The company highlighted significant progress in its phase 3 registrational trials, particularly focusing on petosemtamab. These trials involve evaluating petosemtamab in combination with pembrolizumab for first-line treatment and as a monotherapy for second/third-line recurrent/metastatic head and neck squamous cell carcinoma (HNSCC). Merus has announced that these studies are actively enrolling patients, marking a critical step forward in cancer treatment without chemotherapy.
Dr. Bill Lundberg, President and CEO, expressed optimism about the operational strides and the potential of petosemtamab as a pioneering chemo-free treatment for HNSCC patients. He emphasized the anticipation of presenting detailed data on the efficacy, duration, and safety of petosemtamab monotherapy at the upcoming ESMO® Asia Congress in December.
Petosemtamab, categorized under the designation MCLA-158, is being investigated across multiple trials. The LiGeR-HN1 phase 3 trial, which targets first-line HNSCC in combination with pembrolizumab, and the LiGeR-HN2 phase 3 trial, focusing on second/third-line HNSCC as a monotherapy, are actively enrolling participants. Additionally, a phase 2 trial is underway for second-line metastatic colorectal cancer (mCRC).

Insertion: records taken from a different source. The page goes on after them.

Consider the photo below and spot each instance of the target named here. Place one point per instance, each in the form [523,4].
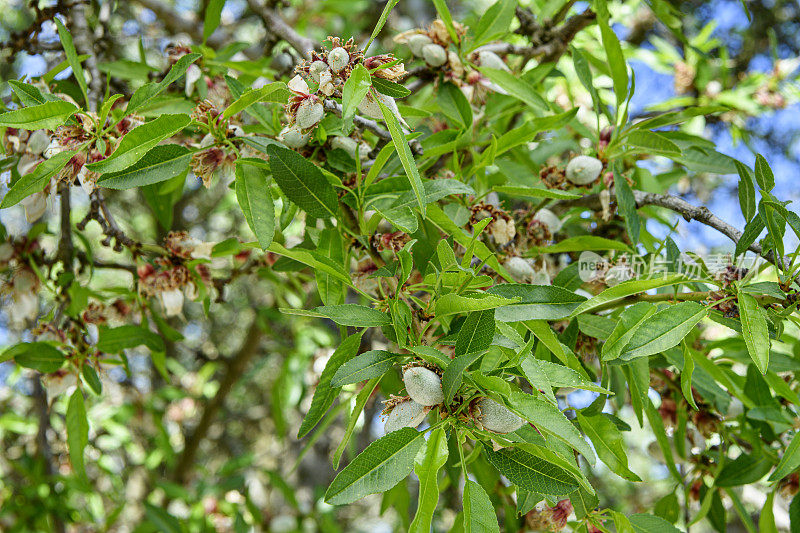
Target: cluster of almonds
[22,283]
[168,279]
[329,71]
[424,389]
[432,45]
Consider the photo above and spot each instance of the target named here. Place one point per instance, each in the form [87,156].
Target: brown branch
[275,25]
[235,366]
[688,211]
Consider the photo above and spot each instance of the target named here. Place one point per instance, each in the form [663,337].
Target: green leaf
[378,468]
[627,288]
[354,91]
[389,88]
[148,92]
[271,92]
[744,470]
[37,180]
[371,364]
[455,105]
[537,302]
[751,232]
[140,140]
[162,163]
[476,333]
[354,315]
[77,431]
[255,199]
[747,192]
[40,356]
[652,141]
[608,443]
[48,116]
[754,330]
[325,393]
[381,21]
[479,514]
[764,176]
[404,153]
[532,473]
[616,62]
[548,418]
[515,87]
[663,330]
[302,182]
[494,22]
[212,17]
[647,523]
[534,192]
[557,375]
[427,469]
[686,377]
[454,374]
[72,57]
[452,303]
[114,340]
[627,206]
[582,243]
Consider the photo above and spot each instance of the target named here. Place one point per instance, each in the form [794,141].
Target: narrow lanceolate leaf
[453,303]
[255,199]
[149,91]
[427,471]
[790,460]
[476,333]
[479,516]
[371,364]
[664,330]
[354,91]
[162,163]
[536,302]
[608,443]
[40,356]
[378,468]
[751,232]
[271,92]
[453,375]
[616,62]
[140,140]
[516,87]
[77,431]
[764,176]
[302,182]
[404,153]
[754,330]
[325,393]
[548,419]
[625,289]
[747,192]
[354,315]
[37,180]
[48,115]
[532,473]
[72,56]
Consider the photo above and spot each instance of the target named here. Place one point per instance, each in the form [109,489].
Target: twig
[374,127]
[277,26]
[689,212]
[235,366]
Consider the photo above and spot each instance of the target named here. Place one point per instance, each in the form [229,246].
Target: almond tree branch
[688,211]
[277,26]
[234,367]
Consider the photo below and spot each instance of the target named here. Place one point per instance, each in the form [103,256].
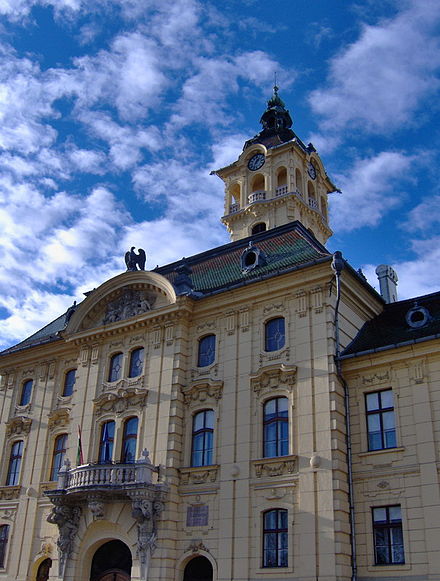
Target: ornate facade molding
[59,418]
[120,401]
[274,355]
[376,378]
[123,383]
[275,466]
[18,426]
[199,475]
[9,492]
[210,390]
[67,520]
[274,377]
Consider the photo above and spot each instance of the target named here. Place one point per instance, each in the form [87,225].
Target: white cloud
[380,80]
[418,276]
[372,187]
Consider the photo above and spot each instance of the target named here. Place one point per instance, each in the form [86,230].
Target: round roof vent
[417,316]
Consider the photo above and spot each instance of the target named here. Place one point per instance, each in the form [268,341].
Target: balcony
[313,204]
[281,191]
[257,196]
[115,480]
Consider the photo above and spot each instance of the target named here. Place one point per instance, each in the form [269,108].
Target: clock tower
[277,179]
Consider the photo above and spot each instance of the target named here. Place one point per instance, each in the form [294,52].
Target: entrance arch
[111,562]
[198,569]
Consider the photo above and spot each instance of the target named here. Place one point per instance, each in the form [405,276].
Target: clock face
[311,170]
[256,161]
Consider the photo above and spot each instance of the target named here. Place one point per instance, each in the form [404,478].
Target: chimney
[388,282]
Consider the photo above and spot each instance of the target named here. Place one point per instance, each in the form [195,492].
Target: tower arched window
[258,183]
[59,453]
[106,442]
[275,538]
[276,427]
[4,537]
[206,351]
[129,440]
[259,227]
[202,438]
[115,368]
[136,362]
[274,334]
[69,382]
[14,463]
[26,392]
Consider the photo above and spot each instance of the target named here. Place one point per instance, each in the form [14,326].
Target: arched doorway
[43,570]
[198,569]
[111,562]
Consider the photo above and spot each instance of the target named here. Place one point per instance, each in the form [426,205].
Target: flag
[79,454]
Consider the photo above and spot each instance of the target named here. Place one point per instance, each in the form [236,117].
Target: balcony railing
[257,196]
[281,190]
[111,475]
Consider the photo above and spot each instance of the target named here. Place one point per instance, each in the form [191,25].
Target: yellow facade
[238,399]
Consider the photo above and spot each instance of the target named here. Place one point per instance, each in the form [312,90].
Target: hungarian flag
[79,455]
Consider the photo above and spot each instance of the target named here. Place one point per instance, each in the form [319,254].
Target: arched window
[275,540]
[274,334]
[260,227]
[59,453]
[44,570]
[26,392]
[69,382]
[136,362]
[276,427]
[206,353]
[202,438]
[129,440]
[115,370]
[258,183]
[14,463]
[4,535]
[298,181]
[106,442]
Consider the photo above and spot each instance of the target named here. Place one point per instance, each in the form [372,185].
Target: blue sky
[114,112]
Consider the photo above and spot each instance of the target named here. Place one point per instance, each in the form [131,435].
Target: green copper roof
[400,323]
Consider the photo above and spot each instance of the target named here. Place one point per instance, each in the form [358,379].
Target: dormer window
[251,258]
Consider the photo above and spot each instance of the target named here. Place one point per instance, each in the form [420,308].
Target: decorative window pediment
[274,377]
[18,426]
[59,418]
[200,392]
[120,401]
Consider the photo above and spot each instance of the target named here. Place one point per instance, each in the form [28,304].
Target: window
[14,463]
[115,370]
[59,452]
[4,534]
[388,537]
[276,427]
[202,438]
[136,362]
[206,353]
[69,382]
[106,442]
[275,538]
[274,336]
[26,392]
[129,440]
[380,420]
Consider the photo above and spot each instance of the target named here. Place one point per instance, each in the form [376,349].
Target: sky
[113,113]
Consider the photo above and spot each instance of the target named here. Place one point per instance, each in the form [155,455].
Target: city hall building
[257,412]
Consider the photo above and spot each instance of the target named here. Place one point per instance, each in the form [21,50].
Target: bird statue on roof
[132,260]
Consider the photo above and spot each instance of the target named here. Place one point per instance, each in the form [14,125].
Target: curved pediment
[126,296]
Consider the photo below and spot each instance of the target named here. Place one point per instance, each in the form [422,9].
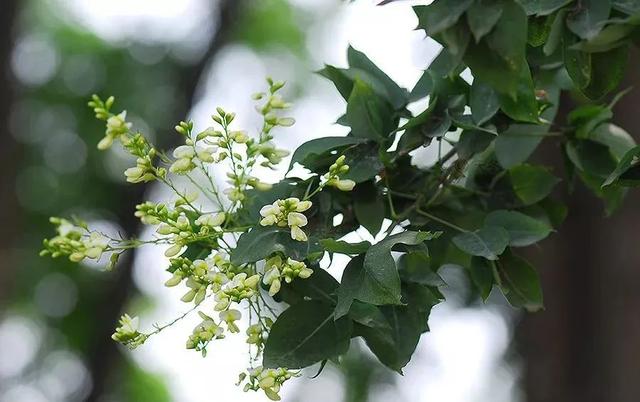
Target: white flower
[303,206]
[184,151]
[298,234]
[272,278]
[230,317]
[212,220]
[173,250]
[105,143]
[182,166]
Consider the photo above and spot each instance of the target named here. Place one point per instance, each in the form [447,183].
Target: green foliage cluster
[483,198]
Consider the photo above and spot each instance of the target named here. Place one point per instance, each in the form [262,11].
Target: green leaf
[304,334]
[368,315]
[610,37]
[339,77]
[395,346]
[482,16]
[349,289]
[520,283]
[455,39]
[484,102]
[263,241]
[342,247]
[532,183]
[256,199]
[396,95]
[627,6]
[382,283]
[517,143]
[596,74]
[368,115]
[591,157]
[363,160]
[319,146]
[466,122]
[488,242]
[320,286]
[626,172]
[589,17]
[522,104]
[499,57]
[375,278]
[369,206]
[482,276]
[416,267]
[522,229]
[542,7]
[538,30]
[615,137]
[440,15]
[555,34]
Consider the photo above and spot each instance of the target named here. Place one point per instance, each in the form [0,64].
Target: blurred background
[168,60]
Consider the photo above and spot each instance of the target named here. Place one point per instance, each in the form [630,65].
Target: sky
[460,360]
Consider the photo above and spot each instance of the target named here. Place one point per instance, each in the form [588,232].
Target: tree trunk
[9,152]
[584,346]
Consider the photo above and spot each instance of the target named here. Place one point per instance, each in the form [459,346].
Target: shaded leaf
[482,16]
[520,283]
[397,96]
[532,183]
[304,334]
[481,275]
[440,15]
[517,143]
[488,242]
[319,146]
[369,206]
[342,247]
[416,267]
[589,17]
[320,286]
[543,7]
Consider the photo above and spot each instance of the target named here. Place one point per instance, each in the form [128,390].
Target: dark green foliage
[485,193]
[304,334]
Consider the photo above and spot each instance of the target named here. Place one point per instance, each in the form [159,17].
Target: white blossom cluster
[198,242]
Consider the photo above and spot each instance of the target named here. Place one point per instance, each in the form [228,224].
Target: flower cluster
[204,333]
[267,380]
[332,177]
[198,242]
[276,270]
[287,213]
[74,241]
[127,333]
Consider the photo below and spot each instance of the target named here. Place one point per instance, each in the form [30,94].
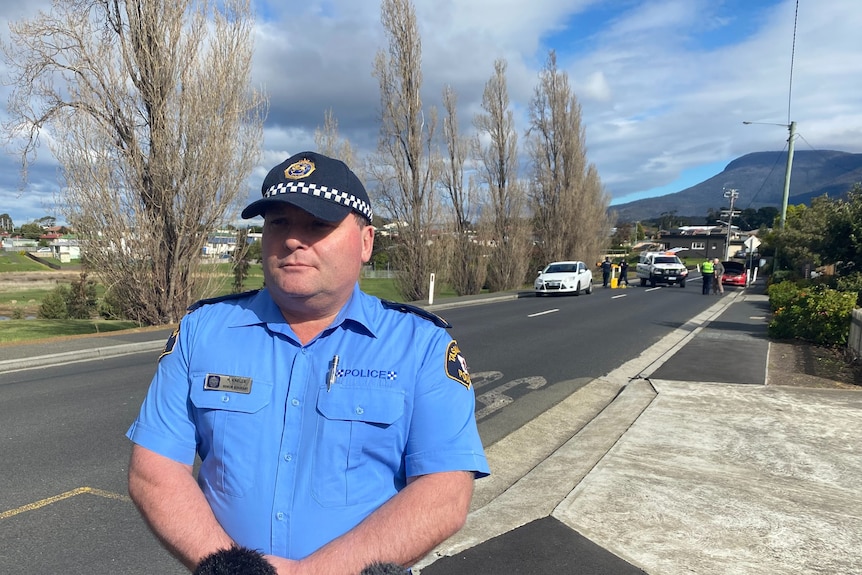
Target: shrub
[110,307]
[53,305]
[781,294]
[81,298]
[817,314]
[851,283]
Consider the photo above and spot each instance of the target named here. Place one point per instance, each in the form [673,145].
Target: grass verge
[19,330]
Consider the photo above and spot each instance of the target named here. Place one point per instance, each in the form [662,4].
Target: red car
[734,274]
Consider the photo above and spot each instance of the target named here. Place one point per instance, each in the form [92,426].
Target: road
[63,506]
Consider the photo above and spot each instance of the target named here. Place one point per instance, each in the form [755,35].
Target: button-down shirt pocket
[359,445]
[231,427]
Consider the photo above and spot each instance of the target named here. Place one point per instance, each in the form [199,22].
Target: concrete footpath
[682,460]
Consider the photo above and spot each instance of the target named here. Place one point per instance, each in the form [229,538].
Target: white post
[431,291]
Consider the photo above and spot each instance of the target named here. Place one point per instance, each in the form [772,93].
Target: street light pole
[787,168]
[732,194]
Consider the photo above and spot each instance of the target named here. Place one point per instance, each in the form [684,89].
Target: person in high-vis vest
[706,269]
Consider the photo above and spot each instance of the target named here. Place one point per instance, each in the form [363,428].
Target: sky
[664,85]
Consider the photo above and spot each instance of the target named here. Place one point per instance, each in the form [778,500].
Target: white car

In the third quarter, Merus dosed its first patient in the LiGeR-HN1 trial. This trial evaluates the combination of petosemtamab and pembrolizumab against pembrolizumab alone in first-line HNSCC patients with PD-L1 expression. Notably, interim results from the American Society of Clinical Oncology® (ASCO) Annual Meeting demonstrated a 67% response rate among evaluable patients, showcasing the potential efficacy of this combination therapy.
Further insights came from the American Association of Cancer Research® (AACR®) Annual Meeting, where Merus reported a 37% response rate in patients receiving petosemtamab monotherapy for second-line HNSCC. The company plans to present updated efficacy and safety data at ESMO® Asia in December, reflecting ongoing efforts to fine-tune dosing strategies.
Merus also initiated a phase 2 trial evaluating petosemtamab with standard chemotherapy for second-line mCRC. This trial signifies the expanding scope of petosemtamab's application in solid tumor treatments.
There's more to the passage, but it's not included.